As a person who writes about books for a living, I try to read only the ones that are substantive, current, relevant, or pretentious. It’s pretty easy for me because I’m a nerd who likes to lecture other people about the importance of reading (and never admits to binge-watching 1990s sitcoms on Netflix). But now I’m home for the holidays and it’s cozy as all hell and I just can’t do it.
I tried to pick up my substantive, current, and pretentious book. I really did. But a voice from within called out and said, “Screw it.” So when no one was looking, I crept up to the attic where we keep my childhood library on dusty bookshelves. And I secreted away a Young Adult thriller I loved when I was 14. Promise not to tell my friends.
I curled up in my old chair. I wore plaid pajama bottoms and one of my dad’s old sweatshirts. There was a cup of tea and a pile of Oreos and mystery about a teenage girl being haunted by her evil twin. I had recreated my only good memory from adolescence (without the pimples, frizzy hair, braces, and all those fun things.) It was awesome.
Sure, regressing back to puberty probably isn’t super healthy. But what the hell? I’m not reading Freud today, so he and his opinions on the defense mechanisms of the ego can bite me. You gotta try it. Creep up to your attic and see if you have any of these titles on your shelves. I promise you, they’re still fun.
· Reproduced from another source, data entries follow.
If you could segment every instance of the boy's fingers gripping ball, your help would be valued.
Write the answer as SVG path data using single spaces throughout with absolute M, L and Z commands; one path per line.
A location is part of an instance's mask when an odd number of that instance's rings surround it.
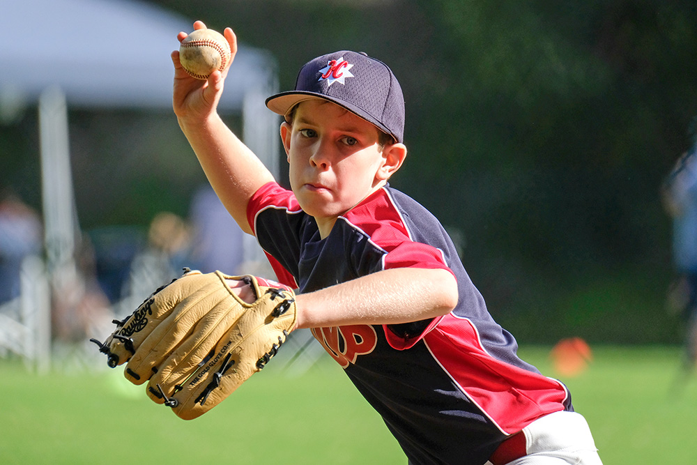
M 179 46 L 179 62 L 189 75 L 197 79 L 206 79 L 213 71 L 222 71 L 231 59 L 227 39 L 213 29 L 197 29 Z

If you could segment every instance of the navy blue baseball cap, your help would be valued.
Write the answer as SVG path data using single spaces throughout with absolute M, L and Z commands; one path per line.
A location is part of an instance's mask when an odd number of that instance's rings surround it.
M 293 91 L 266 99 L 286 116 L 303 100 L 323 98 L 344 107 L 381 131 L 404 142 L 404 97 L 392 70 L 365 53 L 344 50 L 318 56 L 300 68 Z

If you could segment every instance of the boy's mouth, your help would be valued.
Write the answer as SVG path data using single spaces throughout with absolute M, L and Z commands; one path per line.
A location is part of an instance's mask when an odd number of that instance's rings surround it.
M 329 190 L 329 188 L 322 184 L 316 184 L 316 183 L 311 184 L 310 183 L 307 183 L 307 184 L 305 184 L 305 187 L 307 188 L 307 189 L 309 189 L 309 190 L 312 190 L 313 192 Z

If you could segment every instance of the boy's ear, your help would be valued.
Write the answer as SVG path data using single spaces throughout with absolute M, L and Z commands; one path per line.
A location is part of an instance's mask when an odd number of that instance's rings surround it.
M 387 181 L 401 167 L 406 158 L 406 146 L 397 143 L 385 145 L 383 148 L 383 164 L 376 174 L 380 181 Z
M 289 152 L 291 150 L 291 135 L 293 132 L 293 126 L 287 121 L 281 123 L 281 142 L 283 142 L 283 148 L 286 151 L 286 158 L 288 158 Z

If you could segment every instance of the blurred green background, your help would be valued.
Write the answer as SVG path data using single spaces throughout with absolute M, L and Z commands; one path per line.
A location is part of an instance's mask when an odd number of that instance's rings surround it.
M 697 114 L 694 0 L 153 3 L 270 51 L 284 90 L 329 51 L 388 63 L 410 151 L 392 183 L 453 232 L 521 342 L 682 340 L 666 308 L 675 277 L 659 188 Z M 70 117 L 85 230 L 187 214 L 205 179 L 173 114 Z M 37 124 L 29 109 L 0 125 L 0 179 L 40 208 Z

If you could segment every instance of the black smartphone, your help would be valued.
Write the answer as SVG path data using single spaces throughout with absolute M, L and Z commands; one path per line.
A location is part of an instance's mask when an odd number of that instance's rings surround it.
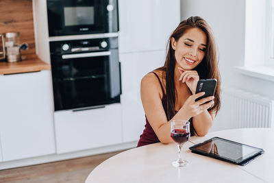
M 208 96 L 213 96 L 215 93 L 216 84 L 217 84 L 217 80 L 216 79 L 207 79 L 200 80 L 198 81 L 197 86 L 196 87 L 196 93 L 200 92 L 205 92 L 206 94 L 201 97 L 195 99 L 198 101 L 203 98 Z

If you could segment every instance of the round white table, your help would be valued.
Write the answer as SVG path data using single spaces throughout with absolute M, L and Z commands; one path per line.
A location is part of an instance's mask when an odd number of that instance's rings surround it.
M 193 154 L 194 144 L 214 136 L 262 148 L 264 154 L 242 167 Z M 245 128 L 192 136 L 182 148 L 189 164 L 175 168 L 175 143 L 155 143 L 120 153 L 98 165 L 86 180 L 89 182 L 274 182 L 274 130 Z

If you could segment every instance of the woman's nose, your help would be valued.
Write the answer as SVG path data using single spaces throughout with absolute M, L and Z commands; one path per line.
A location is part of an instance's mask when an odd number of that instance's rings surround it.
M 190 55 L 196 57 L 197 51 L 195 49 L 192 49 L 190 51 Z

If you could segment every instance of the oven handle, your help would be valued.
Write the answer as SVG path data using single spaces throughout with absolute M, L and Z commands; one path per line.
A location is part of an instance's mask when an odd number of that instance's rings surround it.
M 110 51 L 101 51 L 101 52 L 94 52 L 94 53 L 62 55 L 62 58 L 70 59 L 70 58 L 77 58 L 99 57 L 99 56 L 110 56 Z

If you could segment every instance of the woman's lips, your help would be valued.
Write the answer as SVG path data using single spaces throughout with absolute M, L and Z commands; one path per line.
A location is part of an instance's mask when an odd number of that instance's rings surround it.
M 187 63 L 187 64 L 193 64 L 196 61 L 195 60 L 192 60 L 192 59 L 190 59 L 190 58 L 184 58 L 184 60 L 186 60 L 186 62 Z

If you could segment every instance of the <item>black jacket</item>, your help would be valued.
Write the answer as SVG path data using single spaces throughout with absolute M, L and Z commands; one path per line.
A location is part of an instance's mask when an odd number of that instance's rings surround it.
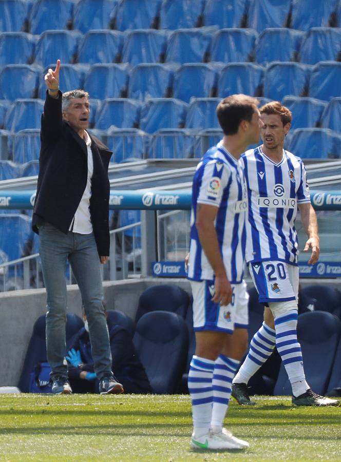
M 62 93 L 58 98 L 46 92 L 42 116 L 39 175 L 33 207 L 32 228 L 46 221 L 67 234 L 85 189 L 87 150 L 85 142 L 63 120 Z M 90 214 L 100 256 L 109 255 L 108 167 L 112 152 L 91 137 L 93 158 Z

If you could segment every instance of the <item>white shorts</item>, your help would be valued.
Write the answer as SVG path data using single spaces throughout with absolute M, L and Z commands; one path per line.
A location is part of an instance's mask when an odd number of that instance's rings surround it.
M 249 324 L 249 294 L 244 281 L 232 284 L 232 300 L 220 306 L 212 300 L 214 281 L 191 281 L 193 295 L 195 331 L 221 331 L 232 333 L 235 328 L 247 329 Z
M 249 270 L 260 303 L 297 301 L 298 266 L 283 261 L 253 262 Z

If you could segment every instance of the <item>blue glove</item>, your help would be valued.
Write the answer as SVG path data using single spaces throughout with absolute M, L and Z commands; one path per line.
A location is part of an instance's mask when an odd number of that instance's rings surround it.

Stranger With My Face by Lois Duncan
Lois Duncan is the queen of the my-sleepy-home-town-is-as-creepy-as-fu... hell genre. If you thought I Know What You Did Last Summer was scary, you ain't seen nothing yet. This one is about Laurie, a teenager in a sleepy town who discovers her doppelgänger is an INSANE ASTRAL PROJECTION. It's up to Laurie, her moody boyfriend with half his face burned off, and a spunky kid sister to kill the evil astrally projected doppelgänger. Think about that sentence. It may be the best one ever written.
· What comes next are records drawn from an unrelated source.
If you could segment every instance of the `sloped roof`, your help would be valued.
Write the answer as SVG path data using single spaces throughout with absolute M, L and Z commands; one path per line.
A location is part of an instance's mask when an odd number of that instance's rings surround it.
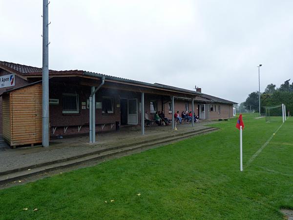
M 236 102 L 232 102 L 231 101 L 227 100 L 227 99 L 222 99 L 221 98 L 218 98 L 216 96 L 213 96 L 212 95 L 209 95 L 207 94 L 202 93 L 202 97 L 204 98 L 207 98 L 209 99 L 212 101 L 217 102 L 222 102 L 222 103 L 233 103 L 233 104 L 237 104 Z
M 15 64 L 13 63 L 7 62 L 5 61 L 0 61 L 0 68 L 2 67 L 4 69 L 10 70 L 12 72 L 15 72 L 19 73 L 24 76 L 40 76 L 42 74 L 42 68 L 31 66 L 30 66 L 23 65 L 22 64 Z M 102 77 L 105 77 L 106 79 L 111 79 L 113 80 L 116 80 L 117 81 L 122 81 L 126 83 L 132 83 L 135 84 L 146 86 L 151 87 L 155 88 L 165 88 L 167 89 L 170 89 L 171 90 L 174 90 L 175 91 L 180 91 L 181 92 L 186 92 L 189 94 L 194 94 L 199 96 L 205 98 L 208 100 L 210 100 L 211 101 L 222 102 L 224 103 L 228 104 L 234 104 L 236 103 L 234 102 L 231 102 L 229 100 L 227 100 L 220 98 L 218 98 L 215 96 L 208 95 L 207 94 L 204 94 L 200 92 L 198 92 L 195 91 L 186 89 L 185 88 L 179 88 L 177 87 L 172 87 L 171 86 L 168 86 L 164 84 L 161 84 L 159 83 L 145 83 L 142 81 L 138 81 L 136 80 L 126 79 L 121 77 L 118 77 L 117 76 L 110 76 L 108 75 L 105 75 L 101 73 L 98 73 L 93 72 L 89 72 L 83 70 L 49 70 L 49 73 L 50 75 L 62 75 L 62 74 L 79 74 L 79 75 L 89 75 L 94 77 L 101 78 Z
M 30 72 L 42 72 L 42 68 L 22 65 L 22 64 L 14 64 L 13 63 L 9 63 L 5 61 L 0 61 L 0 67 L 6 67 L 23 75 L 25 75 L 27 73 Z

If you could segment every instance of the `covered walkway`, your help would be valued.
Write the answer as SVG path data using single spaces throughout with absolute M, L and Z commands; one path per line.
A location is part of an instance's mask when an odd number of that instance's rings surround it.
M 97 152 L 113 146 L 129 144 L 139 145 L 142 142 L 147 143 L 154 139 L 168 138 L 176 134 L 199 131 L 207 128 L 204 125 L 215 122 L 202 121 L 195 124 L 194 127 L 190 124 L 184 124 L 178 127 L 178 130 L 172 131 L 170 126 L 154 126 L 146 128 L 147 132 L 141 135 L 140 126 L 122 127 L 118 132 L 97 134 L 99 141 L 89 143 L 88 135 L 74 137 L 64 137 L 51 140 L 50 148 L 22 147 L 11 149 L 8 147 L 0 149 L 0 173 L 16 169 L 35 166 L 36 164 L 50 162 L 57 160 Z

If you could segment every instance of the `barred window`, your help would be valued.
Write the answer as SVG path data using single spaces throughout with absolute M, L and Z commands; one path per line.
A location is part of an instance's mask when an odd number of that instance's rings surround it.
M 158 108 L 157 105 L 156 101 L 150 101 L 150 113 L 156 113 L 156 111 L 158 110 Z
M 79 113 L 79 96 L 77 94 L 63 93 L 62 113 Z
M 211 105 L 210 106 L 210 111 L 214 111 L 213 105 Z
M 188 102 L 186 102 L 185 103 L 185 110 L 188 111 Z
M 102 100 L 103 113 L 113 113 L 113 97 L 103 97 Z
M 169 113 L 172 112 L 172 103 L 169 103 Z

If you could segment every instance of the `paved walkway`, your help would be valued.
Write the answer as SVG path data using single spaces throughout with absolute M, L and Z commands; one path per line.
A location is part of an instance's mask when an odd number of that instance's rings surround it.
M 177 127 L 177 131 L 172 131 L 171 126 L 154 126 L 146 128 L 146 134 L 143 136 L 141 134 L 139 127 L 125 127 L 118 132 L 97 134 L 97 142 L 94 144 L 88 143 L 88 136 L 84 135 L 52 140 L 48 148 L 36 146 L 12 149 L 8 147 L 2 147 L 0 148 L 0 172 L 75 156 L 123 144 L 130 144 L 156 137 L 164 138 L 173 132 L 196 131 L 205 128 L 205 125 L 214 123 L 202 122 L 195 124 L 194 127 L 192 127 L 191 124 L 182 124 Z

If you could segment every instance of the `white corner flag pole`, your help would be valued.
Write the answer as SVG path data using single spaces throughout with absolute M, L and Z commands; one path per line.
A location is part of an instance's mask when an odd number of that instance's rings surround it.
M 240 171 L 242 171 L 242 126 L 240 125 Z
M 285 116 L 285 121 L 287 120 L 286 118 L 286 105 L 284 105 L 284 115 Z
M 283 117 L 283 123 L 285 122 L 285 119 L 284 117 L 284 104 L 282 104 L 282 117 Z

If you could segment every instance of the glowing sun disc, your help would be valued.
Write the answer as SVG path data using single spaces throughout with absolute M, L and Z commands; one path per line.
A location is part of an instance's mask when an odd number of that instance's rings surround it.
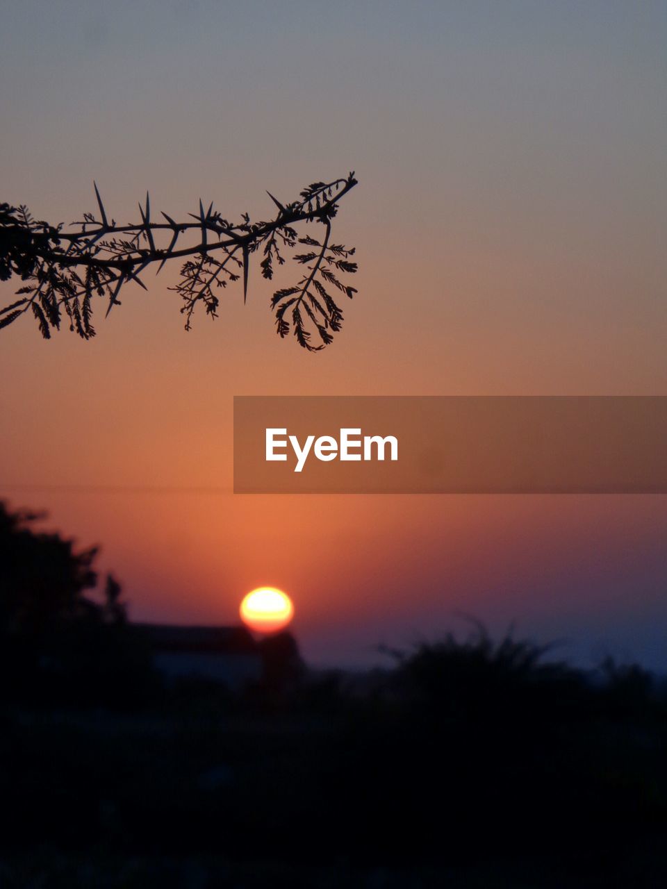
M 244 598 L 238 609 L 246 627 L 260 633 L 283 629 L 294 615 L 292 600 L 282 589 L 259 587 Z

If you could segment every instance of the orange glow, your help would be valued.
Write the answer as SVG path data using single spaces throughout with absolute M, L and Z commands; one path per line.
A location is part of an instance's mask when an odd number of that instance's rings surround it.
M 239 608 L 241 620 L 260 633 L 284 629 L 294 616 L 292 600 L 282 589 L 260 587 L 244 598 Z

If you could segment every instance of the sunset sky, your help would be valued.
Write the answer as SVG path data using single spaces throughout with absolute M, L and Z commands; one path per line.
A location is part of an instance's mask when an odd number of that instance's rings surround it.
M 667 497 L 231 493 L 234 395 L 667 394 L 665 45 L 663 2 L 5 4 L 0 200 L 267 218 L 355 170 L 359 292 L 316 355 L 256 267 L 189 333 L 176 267 L 90 342 L 20 319 L 0 497 L 100 543 L 137 620 L 275 586 L 312 662 L 466 613 L 667 670 Z

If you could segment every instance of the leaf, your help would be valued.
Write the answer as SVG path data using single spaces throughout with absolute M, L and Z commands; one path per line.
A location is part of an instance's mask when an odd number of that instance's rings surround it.
M 4 318 L 0 318 L 0 329 L 3 327 L 8 327 L 12 321 L 16 321 L 19 316 L 22 314 L 23 312 L 19 309 L 15 312 L 10 312 L 9 315 L 5 315 Z

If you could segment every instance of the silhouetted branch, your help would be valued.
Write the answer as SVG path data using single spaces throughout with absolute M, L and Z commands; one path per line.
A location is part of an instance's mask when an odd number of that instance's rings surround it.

The Hidden Staircase by Carolyn Keene
My only problem with Nancy Drew is that she friggin' knows how to do everything perfectly and she gave me a real inferiority complex as a pre-teen. I was like, "I gotta learn to be a crime solving, ballet dancing, horseback riding, haute cuisine cooking, bag-pipe playing, spelunking (I may have made this one up) genius by the time I'm 18?! Crap." But you have to admit, she has style. And now when I read these books I just keep waiting for George and Bess to figure out where the anger is coming from.
Harry Potter and the Sorcerer's Stone by J.K. Rowling
You know why. You know why.
An Acceptable Time by Madeleine L'Engle
One of favorite things about the epic series reread is that you can skip the starters and go straight to your favorite. Of Madeleine L'Engle's Time Quartet, this one is the one I love most.It involves time travel, Druids, adorable Connecticut grandparents, and a redhead who means business.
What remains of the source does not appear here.